Hypocrellin-B acetate as a fluorogenic substrate for enzyme-assisted cell photosensitization

Photosensitizing molecules (PSs) undergo chemico-physical changes upon addition of suitable substituents, influencing both their photophysical properties and their ability to accumulate into cells. Once inside the cells, the modified PS acts as a fluorogenic substrate: the added substituent is removed by a specific enzyme, restoring the native PS in subcellular sensitive sites.

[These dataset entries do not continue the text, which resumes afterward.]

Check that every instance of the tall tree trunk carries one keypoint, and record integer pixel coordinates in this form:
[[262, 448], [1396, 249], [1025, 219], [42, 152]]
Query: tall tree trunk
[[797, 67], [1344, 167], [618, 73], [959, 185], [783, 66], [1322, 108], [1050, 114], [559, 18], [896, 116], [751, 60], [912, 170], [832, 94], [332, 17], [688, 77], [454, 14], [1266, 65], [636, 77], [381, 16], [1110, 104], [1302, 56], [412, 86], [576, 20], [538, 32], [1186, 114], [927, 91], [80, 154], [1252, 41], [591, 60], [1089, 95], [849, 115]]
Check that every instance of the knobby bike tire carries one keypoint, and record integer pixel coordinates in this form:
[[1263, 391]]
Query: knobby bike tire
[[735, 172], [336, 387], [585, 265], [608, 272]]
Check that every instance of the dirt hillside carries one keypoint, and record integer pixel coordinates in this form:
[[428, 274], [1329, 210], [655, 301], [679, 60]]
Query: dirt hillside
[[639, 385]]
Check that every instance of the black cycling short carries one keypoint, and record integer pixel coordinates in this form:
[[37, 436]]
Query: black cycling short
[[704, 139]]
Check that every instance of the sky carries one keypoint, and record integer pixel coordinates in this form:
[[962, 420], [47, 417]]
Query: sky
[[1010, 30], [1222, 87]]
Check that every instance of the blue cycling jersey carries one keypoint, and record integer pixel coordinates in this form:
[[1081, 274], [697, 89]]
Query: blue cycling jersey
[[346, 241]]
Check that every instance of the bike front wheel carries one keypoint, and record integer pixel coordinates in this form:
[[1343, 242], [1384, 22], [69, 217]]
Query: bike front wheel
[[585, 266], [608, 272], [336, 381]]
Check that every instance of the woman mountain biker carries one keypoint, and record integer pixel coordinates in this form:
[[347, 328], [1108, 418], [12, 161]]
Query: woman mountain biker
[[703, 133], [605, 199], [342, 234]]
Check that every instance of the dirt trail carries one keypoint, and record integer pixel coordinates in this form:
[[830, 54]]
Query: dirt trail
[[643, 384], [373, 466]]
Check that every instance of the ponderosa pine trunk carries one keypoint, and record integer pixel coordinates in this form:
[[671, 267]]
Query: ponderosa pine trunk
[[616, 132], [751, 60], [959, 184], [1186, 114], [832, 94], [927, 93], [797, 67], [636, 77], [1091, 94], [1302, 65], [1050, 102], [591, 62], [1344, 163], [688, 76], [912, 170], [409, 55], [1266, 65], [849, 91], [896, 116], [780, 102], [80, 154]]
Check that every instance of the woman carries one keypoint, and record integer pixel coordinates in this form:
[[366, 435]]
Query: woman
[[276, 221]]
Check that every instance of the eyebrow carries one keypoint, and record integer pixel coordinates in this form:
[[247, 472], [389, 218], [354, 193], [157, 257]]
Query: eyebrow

We investigated the photophysical properties and interaction with HeLa cells of Hypocrellin-B (HypB), as native molecule and upon acetate-group addition (HypB-Ac). Chemical modification alters both absorption and fluorescence features of HypB; consequently, the dynamics of the enzyme hydrolysis of HypB-Ac can be monitored through restoring the native HypB spectral properties. At the cellular level, only the HypB emission signal was detected within 5 min of incubation with either HypB or HypB-Ac, allowing a direct comparison of the time courses of their intracellular accumulation. Plateau values were reached within 15 min of incubation with both compounds, the emission signals being significantly higher in HypB-Ac than in HypB treated cells. Consistently, imaging showed a rapid appearance of red fluorescence in the cytoplasm, with more abundant bright spots in HypB-Ac treated cells. Both compounds did not induce dark toxicity at concentrations up to 1 x 10(-6) M, while upon irradiation at 480 nm phototoxicity was significantly higher for cells exposed to HypB-Ac than for HypB-loaded cells. These findings suggest an improved efficacy of acetylated HypB to be internalized by cells through membrane trafficking, with a preferential interaction of the photoactive molecules on sensitive intracellular sites. After irradiation, in HypB-Ac treated cells, prominent disorganization of several cytoplasmic organelles such as the endoplasmic reticulum, Golgi apparatus, lysosomes, microfilaments and microtubules were observed.